Other key points in the Grayson School Board’s resolution included:
• “Our vision is for all students to be engaged in more meaningful learning activities that cultivate their unique individual talents, to provide options for students that are designed to respect how they learn best, and to embrace the concept that students can be both consumers and creators of knowledge; and
• “Imposing relentless test preparation and boring memorization of facts to enhance test performance is doing little more than stealing the love of learning from our students and assuring that we fall short of our goals.”
“The members of all 12 education organizations, which adopted the resolution, believe that holding educators accountable for student achievement is important, but not the way that it’s currently done by the state by testing students 34 times in grades 3-11 and by using invalid methods of measuring and comparing student progress for the purpose of evaluating educators,” said Steven R. Staples, executive director of the Virginia Association of School Superintendents and chairman of the Virginia Education Coalition.
He continued, “Educators welcome evaluation in order to receive constructive feedback; however, the state’s method of evaluating their performance based on improvement in test scores by comparing entirely different groups of students, is statistically invalid.”

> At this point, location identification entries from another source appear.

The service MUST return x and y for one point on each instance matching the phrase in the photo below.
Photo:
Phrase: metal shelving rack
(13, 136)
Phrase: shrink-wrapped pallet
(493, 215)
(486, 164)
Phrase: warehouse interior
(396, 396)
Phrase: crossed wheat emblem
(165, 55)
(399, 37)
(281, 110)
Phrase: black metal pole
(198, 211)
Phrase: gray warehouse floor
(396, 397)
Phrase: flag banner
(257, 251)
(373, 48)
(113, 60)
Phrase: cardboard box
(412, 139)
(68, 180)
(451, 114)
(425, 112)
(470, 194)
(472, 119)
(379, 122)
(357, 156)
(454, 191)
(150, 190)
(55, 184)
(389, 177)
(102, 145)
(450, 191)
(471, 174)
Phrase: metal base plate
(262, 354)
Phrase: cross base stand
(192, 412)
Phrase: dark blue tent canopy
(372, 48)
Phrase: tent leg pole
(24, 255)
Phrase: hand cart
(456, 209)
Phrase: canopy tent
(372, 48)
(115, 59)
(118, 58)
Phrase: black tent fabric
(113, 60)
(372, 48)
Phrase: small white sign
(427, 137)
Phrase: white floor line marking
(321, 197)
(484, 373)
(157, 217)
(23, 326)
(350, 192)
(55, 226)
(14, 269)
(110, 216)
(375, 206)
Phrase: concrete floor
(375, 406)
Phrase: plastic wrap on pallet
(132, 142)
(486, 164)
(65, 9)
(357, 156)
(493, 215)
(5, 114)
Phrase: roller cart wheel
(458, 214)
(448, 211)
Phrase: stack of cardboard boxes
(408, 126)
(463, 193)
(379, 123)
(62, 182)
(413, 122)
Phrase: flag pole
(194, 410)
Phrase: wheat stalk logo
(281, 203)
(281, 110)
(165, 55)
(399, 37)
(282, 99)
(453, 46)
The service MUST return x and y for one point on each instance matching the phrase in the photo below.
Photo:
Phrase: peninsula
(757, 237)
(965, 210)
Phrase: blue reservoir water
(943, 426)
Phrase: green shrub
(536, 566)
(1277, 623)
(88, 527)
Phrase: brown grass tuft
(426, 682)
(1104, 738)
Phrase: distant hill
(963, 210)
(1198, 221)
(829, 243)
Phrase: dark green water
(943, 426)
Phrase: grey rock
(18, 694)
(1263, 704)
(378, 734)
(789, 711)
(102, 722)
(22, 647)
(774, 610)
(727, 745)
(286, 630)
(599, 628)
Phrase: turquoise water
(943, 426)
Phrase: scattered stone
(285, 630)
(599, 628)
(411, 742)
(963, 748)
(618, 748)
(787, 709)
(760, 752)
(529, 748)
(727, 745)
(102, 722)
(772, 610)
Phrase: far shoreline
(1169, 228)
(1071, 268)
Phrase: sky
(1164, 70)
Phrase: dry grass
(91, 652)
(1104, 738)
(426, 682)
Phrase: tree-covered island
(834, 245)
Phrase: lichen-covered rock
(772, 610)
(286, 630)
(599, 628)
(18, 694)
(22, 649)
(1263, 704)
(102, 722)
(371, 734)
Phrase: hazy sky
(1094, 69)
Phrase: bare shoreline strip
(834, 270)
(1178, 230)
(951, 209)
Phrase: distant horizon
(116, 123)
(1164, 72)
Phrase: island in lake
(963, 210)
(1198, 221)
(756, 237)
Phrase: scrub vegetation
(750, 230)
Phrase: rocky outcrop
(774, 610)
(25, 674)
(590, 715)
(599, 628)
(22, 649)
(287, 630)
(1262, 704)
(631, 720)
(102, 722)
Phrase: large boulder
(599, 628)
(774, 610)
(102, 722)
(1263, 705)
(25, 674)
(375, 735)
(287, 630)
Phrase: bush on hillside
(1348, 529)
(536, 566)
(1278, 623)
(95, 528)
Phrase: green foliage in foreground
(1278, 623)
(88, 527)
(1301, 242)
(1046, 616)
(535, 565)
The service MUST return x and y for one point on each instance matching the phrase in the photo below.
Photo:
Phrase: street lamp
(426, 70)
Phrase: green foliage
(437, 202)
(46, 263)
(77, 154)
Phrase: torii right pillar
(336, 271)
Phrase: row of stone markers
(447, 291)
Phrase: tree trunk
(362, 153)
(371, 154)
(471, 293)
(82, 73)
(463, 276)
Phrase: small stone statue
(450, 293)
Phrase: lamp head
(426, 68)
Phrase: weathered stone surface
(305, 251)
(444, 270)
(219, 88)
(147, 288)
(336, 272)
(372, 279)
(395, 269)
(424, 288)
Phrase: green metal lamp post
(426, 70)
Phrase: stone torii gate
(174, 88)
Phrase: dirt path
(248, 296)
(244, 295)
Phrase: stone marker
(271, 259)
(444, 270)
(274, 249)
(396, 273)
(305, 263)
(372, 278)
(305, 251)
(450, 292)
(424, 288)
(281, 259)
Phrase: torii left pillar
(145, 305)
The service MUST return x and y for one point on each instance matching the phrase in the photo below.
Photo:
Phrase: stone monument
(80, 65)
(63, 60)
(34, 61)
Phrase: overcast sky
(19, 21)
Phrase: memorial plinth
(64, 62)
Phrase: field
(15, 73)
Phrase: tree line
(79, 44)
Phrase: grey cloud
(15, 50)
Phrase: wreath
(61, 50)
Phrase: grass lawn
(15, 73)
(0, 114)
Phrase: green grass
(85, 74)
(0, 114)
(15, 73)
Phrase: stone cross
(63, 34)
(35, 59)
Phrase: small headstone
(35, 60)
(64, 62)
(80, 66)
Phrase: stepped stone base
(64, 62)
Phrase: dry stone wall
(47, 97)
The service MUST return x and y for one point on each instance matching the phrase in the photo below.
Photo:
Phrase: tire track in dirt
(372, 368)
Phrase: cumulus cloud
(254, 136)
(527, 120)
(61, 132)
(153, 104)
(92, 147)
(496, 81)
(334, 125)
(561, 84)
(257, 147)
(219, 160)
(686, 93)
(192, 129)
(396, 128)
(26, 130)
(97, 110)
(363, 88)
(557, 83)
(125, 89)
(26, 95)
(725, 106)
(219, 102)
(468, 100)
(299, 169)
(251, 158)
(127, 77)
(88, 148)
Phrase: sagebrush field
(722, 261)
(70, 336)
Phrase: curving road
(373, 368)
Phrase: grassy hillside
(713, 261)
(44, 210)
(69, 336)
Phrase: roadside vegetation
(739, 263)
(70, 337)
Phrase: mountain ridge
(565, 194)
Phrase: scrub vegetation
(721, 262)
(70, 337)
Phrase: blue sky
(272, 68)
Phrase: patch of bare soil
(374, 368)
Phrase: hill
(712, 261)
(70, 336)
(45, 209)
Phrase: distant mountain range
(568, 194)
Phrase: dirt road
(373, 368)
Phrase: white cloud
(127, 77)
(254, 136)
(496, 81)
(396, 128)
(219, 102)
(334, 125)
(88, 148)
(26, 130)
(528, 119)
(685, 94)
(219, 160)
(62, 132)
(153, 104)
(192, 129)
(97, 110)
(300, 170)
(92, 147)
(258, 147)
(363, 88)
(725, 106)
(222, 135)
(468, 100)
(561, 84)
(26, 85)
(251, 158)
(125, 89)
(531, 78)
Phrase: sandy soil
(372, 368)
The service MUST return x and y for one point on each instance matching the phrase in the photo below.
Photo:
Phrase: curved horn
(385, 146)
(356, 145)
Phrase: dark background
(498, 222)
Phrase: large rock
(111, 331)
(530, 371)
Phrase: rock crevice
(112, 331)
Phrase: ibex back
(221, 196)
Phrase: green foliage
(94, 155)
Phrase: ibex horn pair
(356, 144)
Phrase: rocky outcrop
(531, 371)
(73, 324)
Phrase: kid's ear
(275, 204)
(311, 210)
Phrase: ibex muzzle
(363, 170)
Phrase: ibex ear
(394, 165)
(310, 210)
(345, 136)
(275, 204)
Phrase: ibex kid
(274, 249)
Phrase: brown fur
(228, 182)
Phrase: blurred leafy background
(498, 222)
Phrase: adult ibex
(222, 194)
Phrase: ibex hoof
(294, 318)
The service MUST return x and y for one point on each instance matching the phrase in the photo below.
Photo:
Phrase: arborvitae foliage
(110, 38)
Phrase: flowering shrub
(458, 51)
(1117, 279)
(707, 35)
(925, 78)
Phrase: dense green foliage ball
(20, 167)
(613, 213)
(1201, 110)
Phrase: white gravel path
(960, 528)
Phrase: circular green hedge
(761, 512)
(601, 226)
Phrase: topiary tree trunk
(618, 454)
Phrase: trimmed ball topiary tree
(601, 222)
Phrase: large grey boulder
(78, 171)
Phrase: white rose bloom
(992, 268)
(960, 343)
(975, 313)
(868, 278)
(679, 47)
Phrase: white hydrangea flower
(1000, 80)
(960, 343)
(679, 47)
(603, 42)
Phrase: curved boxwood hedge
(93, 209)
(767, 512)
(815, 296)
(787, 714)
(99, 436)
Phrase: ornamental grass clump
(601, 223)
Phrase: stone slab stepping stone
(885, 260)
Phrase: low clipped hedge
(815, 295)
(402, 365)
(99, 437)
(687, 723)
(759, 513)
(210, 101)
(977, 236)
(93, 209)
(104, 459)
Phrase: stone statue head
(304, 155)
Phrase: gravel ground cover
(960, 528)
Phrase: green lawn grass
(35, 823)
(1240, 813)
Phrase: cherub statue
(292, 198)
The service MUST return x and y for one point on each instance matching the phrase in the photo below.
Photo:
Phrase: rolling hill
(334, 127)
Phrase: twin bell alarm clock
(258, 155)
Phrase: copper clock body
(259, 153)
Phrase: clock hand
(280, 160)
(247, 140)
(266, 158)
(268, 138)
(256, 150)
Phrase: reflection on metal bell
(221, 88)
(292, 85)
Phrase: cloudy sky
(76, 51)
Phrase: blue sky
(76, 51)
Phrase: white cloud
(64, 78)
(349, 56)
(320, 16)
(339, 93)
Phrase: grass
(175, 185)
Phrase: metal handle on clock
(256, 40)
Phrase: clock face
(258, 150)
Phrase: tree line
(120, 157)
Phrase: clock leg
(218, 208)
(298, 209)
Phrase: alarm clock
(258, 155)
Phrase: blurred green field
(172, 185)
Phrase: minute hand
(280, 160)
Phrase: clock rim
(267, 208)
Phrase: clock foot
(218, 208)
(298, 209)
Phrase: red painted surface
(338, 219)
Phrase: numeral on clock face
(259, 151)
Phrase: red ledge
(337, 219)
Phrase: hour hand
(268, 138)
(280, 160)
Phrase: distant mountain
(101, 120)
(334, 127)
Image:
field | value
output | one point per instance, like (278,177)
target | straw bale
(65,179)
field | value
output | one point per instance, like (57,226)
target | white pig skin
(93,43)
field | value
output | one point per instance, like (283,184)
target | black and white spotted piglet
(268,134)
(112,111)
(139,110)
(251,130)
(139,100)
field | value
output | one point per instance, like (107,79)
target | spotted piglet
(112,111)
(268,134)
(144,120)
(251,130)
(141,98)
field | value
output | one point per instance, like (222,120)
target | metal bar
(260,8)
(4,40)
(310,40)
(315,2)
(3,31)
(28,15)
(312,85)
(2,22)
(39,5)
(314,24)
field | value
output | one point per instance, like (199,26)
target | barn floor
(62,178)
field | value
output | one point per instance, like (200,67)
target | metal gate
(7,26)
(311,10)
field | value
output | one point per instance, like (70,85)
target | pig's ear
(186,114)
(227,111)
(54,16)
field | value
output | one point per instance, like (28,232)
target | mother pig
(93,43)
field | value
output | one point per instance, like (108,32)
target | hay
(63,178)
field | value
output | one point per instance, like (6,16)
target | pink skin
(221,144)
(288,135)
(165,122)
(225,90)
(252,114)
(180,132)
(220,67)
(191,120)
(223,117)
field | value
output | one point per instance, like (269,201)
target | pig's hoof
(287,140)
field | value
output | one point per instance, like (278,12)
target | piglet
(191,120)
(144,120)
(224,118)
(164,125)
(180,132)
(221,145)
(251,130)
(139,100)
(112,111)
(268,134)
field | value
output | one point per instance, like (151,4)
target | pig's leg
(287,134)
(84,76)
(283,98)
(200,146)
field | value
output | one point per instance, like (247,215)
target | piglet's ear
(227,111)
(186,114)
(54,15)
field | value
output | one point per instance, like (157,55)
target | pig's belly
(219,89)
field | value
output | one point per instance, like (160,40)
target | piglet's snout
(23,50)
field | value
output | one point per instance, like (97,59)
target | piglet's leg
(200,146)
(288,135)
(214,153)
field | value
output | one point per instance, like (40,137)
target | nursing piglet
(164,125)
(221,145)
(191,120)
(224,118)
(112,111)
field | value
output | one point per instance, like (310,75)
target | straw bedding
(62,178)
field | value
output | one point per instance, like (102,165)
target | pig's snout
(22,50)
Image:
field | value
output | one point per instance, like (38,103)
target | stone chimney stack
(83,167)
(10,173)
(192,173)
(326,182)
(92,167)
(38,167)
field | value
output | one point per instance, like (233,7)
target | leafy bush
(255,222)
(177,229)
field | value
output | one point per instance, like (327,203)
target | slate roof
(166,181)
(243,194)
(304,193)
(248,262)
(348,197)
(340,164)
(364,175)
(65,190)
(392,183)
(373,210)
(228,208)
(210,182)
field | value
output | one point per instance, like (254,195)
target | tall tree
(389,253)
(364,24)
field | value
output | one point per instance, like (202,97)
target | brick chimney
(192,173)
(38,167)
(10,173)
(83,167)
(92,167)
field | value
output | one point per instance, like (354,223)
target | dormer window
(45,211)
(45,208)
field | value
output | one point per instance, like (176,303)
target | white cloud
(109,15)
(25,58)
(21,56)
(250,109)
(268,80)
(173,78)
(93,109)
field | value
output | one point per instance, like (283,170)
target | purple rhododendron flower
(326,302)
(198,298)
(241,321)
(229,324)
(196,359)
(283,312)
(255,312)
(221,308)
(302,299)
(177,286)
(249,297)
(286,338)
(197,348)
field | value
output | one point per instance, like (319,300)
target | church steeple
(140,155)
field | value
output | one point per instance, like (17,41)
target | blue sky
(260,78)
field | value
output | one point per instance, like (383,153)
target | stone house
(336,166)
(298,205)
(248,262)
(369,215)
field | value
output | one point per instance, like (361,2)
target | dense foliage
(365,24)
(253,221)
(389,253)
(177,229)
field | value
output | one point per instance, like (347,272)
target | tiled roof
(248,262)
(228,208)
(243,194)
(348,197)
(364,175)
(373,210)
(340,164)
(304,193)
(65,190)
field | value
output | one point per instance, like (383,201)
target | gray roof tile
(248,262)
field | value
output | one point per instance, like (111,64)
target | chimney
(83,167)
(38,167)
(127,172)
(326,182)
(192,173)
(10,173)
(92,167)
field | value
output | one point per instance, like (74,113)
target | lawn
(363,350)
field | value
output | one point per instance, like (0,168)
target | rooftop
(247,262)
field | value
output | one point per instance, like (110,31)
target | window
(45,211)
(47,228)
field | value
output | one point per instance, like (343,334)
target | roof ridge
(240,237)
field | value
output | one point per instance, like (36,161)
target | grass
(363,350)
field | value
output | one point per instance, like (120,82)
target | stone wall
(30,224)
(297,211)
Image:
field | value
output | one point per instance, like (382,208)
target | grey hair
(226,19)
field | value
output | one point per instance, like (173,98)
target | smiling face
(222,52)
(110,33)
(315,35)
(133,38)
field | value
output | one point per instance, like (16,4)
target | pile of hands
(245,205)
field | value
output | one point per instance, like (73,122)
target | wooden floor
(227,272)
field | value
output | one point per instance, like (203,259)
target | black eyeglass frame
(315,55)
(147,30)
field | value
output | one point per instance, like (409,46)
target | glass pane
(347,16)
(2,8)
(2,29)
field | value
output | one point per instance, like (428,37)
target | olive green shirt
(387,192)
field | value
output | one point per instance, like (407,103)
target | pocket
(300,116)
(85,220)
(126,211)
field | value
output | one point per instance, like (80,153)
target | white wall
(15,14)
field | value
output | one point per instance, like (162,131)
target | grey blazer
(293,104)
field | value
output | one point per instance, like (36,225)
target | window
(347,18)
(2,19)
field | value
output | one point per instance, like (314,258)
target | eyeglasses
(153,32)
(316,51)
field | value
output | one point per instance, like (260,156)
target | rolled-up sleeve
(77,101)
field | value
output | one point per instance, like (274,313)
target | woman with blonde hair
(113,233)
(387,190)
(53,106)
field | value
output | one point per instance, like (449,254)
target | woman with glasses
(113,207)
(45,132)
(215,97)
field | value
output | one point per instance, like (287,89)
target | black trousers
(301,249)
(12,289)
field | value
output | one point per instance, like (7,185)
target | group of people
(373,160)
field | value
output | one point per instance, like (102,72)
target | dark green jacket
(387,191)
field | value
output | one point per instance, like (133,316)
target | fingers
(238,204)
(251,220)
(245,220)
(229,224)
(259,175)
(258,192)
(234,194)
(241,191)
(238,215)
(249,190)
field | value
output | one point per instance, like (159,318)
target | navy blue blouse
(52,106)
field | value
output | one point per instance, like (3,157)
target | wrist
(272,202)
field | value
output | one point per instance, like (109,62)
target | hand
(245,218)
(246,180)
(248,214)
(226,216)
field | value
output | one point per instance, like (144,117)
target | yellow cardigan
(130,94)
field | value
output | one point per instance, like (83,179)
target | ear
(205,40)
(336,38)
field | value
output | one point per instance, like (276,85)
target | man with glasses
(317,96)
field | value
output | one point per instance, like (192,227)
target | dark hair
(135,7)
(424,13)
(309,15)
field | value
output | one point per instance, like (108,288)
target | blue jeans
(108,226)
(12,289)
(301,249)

The Virginia Education Coalition is comprised of 12 major education associations including: the Virginia Association of Elementary School Principals; the Virginia Association of Colleges for Teacher Education; the Virginia Association of School Superintendents; the Virginia Association of Secondary School Principals; the Virginia Association for Supervision and Curriculum Development; the Virginia Congress of Parents and Teachers; the Virginia Counselors Association; the Virginia Education Association; the Virginia Professors of Educational Leadership; the Virginia School Counselors Association; the Virginia School Boards Association; and the Virginia Middle School Association.